Operate without underlying file system access for minimal data threat exposure. No persistent test data is stored on the host. Software satellites restrict access to OS data assets and communicate only with your MCS server. While file penetration risks are mitigated, the security of the host OS itself remains the responsibility of the platform administrator.
NCS I-points and E-points do not store or maintain any persistent data. All test results flow exclusively to the MCS management server. There is nothing on a satellite device to exfiltrate, encrypt, or hold ransom.
The MCS approach to data privacy starts with a simple principle: don't collect data you don't need. MCS measures network performance metrics. It does not inspect packet contents, capture user data, or store sensitive information.

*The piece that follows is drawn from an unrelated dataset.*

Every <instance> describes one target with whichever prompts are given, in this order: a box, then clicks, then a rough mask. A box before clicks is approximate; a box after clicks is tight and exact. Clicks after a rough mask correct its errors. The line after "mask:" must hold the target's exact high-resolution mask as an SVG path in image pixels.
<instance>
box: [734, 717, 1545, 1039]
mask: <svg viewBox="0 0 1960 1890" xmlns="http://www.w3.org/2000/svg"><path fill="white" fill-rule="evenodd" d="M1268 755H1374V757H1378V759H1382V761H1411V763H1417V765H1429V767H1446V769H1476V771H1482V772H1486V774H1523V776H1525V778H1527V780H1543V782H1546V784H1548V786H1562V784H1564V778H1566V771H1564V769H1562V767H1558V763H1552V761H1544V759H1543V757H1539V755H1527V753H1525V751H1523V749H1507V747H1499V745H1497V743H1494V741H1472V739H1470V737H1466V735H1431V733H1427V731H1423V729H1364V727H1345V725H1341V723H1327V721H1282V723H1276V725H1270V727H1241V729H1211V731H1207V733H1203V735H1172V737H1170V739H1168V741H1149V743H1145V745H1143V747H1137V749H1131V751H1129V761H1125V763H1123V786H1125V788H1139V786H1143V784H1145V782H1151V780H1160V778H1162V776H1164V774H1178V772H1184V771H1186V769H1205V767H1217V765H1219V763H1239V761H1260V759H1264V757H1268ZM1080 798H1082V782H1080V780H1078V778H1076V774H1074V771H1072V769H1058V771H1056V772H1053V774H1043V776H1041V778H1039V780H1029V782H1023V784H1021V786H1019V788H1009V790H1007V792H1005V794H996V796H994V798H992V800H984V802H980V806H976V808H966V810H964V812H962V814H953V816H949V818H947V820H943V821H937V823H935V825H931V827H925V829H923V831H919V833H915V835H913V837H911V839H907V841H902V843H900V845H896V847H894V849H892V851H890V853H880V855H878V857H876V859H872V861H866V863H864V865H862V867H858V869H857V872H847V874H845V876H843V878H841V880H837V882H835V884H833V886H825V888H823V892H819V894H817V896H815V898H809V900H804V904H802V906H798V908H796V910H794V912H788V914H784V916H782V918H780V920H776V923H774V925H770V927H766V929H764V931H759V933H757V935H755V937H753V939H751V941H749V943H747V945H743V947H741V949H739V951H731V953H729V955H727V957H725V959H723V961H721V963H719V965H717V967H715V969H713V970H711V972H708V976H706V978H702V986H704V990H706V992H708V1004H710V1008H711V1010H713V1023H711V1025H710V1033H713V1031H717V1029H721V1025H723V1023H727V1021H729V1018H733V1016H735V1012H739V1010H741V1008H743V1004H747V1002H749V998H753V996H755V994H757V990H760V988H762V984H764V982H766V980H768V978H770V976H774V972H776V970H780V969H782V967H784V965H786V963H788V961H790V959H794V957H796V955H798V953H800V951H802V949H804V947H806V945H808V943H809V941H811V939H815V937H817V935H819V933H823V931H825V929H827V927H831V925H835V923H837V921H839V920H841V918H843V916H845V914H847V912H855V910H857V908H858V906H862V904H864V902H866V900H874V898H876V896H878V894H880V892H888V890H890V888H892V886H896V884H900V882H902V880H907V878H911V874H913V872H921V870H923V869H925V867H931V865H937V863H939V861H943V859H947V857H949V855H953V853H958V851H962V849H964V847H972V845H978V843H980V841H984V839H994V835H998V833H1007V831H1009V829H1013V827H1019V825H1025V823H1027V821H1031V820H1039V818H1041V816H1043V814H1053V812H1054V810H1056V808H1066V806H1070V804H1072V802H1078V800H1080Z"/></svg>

By eliminating external web servers, commercial OS requirements on hardware satellites, and persistent data on endpoints, MCS reduces both the attack surface and the cost of maintaining it.
Solid-state satellites have no operating system. No Windows updates, no Linux kernel patches, no zero-day exposure. They just run.
No Apache, IIS, or Nginx to configure, harden, or keep current. The built-in web engine is maintained as part of MCS itself.
Deploy hardware satellites in customer private networks with confidence. No OS to compromise, no data at rest, no risk to the host environment.
The whitelist-based WAF framework enables rapid adaptation to new attack patterns. The extensible policy engine updates with each MCS release.